Django和PostgreSQL全文搜索:通过搜索查找无法找到的一些术语

时间:2022-09-13 08:31:51

I am using Django 2.0 and postgres (PostgreSQL) 9.6.1

我正在使用Django 2.0和postgres (PostgreSQL) 9.6.1

I am having the below model with headline and body_text:

我有下面的模型标题和body_text:

class Entry(models.Model):
    headline = models.CharField(max_length=255)
    body_text = models.TextField()

    def __str__(self):
        return self.headline

The below is my content

以下是我的内容

headline: cheese making

body_text:

The simplest way to use full text search is to search a single term against a single column in the database. For example: >>> Entry.objects.filter(body_text__search='Cheese') [<Entry: Cheese on Toast recipes>, <Entry: Pizza Recipes>]. This creates a to_tsvector in the database from the body_text field and a plainto_tsquery ...
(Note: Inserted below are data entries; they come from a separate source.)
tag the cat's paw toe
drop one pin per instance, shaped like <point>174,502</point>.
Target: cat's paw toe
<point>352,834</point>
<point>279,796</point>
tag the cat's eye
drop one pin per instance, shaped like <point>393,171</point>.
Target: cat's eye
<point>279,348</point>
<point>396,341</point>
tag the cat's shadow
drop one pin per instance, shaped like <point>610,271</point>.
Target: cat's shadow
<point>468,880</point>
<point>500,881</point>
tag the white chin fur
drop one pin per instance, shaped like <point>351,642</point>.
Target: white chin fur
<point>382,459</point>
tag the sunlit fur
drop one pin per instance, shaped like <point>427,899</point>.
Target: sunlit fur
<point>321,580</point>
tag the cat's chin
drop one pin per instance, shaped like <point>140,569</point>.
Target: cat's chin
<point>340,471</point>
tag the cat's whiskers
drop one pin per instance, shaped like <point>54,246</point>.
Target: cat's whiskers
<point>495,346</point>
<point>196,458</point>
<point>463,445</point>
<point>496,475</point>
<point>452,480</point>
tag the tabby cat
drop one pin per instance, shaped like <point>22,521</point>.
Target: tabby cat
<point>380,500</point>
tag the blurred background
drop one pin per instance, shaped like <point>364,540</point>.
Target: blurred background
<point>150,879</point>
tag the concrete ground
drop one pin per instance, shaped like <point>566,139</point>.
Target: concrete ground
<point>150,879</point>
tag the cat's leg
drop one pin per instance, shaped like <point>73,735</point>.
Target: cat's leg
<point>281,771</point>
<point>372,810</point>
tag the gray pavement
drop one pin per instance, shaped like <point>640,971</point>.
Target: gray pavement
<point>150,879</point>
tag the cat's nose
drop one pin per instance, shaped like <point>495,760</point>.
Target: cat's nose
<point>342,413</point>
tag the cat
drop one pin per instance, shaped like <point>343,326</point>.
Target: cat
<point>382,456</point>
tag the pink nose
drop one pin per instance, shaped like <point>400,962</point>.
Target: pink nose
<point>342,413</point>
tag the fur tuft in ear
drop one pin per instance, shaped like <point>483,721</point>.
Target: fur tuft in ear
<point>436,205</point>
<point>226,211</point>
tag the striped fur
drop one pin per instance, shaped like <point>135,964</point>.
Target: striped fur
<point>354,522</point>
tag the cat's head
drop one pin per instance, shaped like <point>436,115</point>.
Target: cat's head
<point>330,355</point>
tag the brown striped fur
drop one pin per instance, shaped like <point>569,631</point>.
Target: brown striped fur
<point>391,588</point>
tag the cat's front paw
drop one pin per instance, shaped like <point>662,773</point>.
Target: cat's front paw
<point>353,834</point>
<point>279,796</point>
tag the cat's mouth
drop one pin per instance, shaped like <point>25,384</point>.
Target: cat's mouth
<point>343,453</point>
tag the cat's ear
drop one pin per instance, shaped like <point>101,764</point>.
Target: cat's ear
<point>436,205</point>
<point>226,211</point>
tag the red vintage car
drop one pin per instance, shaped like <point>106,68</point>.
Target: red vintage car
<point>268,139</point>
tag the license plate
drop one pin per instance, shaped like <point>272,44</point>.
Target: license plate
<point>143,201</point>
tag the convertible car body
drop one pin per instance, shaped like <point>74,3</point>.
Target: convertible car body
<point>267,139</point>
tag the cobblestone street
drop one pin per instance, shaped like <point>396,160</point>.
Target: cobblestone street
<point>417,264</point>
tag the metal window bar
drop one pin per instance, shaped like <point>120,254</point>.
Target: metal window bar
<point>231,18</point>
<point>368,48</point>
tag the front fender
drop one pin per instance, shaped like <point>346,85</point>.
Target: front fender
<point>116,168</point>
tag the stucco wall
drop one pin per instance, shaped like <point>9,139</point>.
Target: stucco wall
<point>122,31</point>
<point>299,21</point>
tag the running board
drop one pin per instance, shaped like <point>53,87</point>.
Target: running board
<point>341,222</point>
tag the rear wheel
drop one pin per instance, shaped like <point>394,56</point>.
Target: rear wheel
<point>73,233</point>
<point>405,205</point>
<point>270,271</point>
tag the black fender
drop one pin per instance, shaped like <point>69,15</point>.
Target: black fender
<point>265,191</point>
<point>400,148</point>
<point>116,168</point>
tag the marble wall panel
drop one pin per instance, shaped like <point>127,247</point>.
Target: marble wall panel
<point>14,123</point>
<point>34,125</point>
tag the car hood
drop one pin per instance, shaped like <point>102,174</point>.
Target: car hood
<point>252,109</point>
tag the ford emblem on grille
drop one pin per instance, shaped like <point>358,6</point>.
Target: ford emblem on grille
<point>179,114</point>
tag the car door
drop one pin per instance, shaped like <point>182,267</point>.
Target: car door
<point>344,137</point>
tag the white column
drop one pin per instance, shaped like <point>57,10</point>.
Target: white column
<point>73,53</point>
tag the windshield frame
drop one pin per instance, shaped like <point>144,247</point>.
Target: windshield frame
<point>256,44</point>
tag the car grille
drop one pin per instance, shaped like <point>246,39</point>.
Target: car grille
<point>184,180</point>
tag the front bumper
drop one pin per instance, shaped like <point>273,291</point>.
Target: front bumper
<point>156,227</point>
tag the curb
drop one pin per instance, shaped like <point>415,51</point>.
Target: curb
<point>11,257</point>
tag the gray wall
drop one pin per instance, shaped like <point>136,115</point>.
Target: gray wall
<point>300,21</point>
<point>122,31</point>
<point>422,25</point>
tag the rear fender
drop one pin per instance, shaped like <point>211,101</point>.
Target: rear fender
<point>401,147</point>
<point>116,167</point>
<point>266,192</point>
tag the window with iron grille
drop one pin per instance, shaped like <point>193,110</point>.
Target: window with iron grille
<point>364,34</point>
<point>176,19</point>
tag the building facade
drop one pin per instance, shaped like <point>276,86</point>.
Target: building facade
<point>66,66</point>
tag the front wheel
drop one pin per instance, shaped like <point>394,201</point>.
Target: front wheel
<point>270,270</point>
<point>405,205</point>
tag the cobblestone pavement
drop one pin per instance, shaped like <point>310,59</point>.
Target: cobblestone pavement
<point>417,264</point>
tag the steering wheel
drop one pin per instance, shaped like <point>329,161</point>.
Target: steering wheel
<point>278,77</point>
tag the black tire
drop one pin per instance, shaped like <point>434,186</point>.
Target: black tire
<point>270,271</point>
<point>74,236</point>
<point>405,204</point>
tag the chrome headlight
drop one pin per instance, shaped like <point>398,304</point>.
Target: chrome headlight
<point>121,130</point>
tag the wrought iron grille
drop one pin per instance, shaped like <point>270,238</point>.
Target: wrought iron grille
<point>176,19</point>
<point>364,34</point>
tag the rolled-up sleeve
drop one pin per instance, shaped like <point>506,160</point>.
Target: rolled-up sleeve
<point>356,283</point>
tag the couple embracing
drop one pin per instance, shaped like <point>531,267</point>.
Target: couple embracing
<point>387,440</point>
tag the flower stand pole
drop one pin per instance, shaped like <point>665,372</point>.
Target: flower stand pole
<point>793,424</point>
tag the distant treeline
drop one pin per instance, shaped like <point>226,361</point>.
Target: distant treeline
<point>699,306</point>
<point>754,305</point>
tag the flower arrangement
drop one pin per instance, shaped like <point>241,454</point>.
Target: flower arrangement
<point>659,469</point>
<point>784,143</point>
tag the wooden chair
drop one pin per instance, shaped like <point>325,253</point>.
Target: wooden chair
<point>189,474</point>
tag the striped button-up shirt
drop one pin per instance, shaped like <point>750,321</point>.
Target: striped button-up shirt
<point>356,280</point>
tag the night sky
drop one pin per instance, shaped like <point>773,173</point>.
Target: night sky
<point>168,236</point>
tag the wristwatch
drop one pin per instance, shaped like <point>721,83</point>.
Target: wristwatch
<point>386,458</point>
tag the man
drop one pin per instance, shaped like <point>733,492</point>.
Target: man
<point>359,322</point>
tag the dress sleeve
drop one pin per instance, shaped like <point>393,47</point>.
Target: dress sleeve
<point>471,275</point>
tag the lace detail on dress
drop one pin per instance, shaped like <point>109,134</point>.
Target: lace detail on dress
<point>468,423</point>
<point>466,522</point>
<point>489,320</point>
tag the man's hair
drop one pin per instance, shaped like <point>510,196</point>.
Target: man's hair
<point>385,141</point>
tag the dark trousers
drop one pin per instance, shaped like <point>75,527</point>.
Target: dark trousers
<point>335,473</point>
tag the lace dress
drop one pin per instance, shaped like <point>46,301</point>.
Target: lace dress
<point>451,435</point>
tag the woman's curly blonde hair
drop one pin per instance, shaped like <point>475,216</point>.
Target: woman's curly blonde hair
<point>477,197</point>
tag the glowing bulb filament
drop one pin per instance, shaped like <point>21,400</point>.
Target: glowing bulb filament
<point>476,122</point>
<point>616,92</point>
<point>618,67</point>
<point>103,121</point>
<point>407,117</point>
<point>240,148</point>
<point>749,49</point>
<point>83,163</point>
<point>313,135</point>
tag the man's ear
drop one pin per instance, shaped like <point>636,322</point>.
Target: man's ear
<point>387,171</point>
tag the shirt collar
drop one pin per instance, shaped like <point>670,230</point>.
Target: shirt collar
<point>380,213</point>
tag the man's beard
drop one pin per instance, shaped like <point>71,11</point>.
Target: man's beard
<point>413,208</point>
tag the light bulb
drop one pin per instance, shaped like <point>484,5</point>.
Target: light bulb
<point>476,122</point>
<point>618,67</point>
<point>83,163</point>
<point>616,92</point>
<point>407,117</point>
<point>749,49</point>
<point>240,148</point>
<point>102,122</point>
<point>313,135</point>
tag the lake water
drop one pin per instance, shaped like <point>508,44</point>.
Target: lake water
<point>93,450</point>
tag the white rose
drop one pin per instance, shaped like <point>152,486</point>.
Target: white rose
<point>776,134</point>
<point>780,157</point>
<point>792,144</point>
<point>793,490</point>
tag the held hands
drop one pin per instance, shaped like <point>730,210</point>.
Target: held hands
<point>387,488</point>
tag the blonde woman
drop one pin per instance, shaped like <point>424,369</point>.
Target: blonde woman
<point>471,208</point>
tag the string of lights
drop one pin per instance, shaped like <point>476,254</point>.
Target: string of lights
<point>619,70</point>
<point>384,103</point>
The following the search results using the the search lookup. I have added 'django.contrib.postgres' in INSTALLED_APPS.

下面的搜索结果使用搜索查找。我添加了“django.contrib。在INSTALLED_APPS postgres。

Case 1: Works
In [1]: Entry.objects.filter(body_text__search='Cheese')
Out[1]: <QuerySet [<Entry: cheese making>]>

Case 2: Not working
In [2]: Entry.objects.filter(body_text__search='Pizza')
Out[2]: <QuerySet []>
(the word Pizza is there in the body_text still is not searching)

Case 3: Not working
In [3]: Entry.objects.filter(body_text__search='vector')
Out[3]: <QuerySet []>
(the word vector is there in to_tsvector

Case 4: Not working
In [9]: Entry.objects.filter(body_text__search='Entry')
Out[9]: <QuerySet []>

Case 5: Not working
In [10]: Entry.objects.filter(body_text__search='data')
Out[10]: <QuerySet []>

How to search for the terms which are not working.

如何搜索无效的术语。

1 个解决方案

#1


1  

We used the postgresql's full-text search module in django for some projects at work and I think that full text search is striping html tags from your Entry's body_text, and it strip <Entry: Cheese on Toast recipes>, <Entry: Pizza Recipes> because < and >.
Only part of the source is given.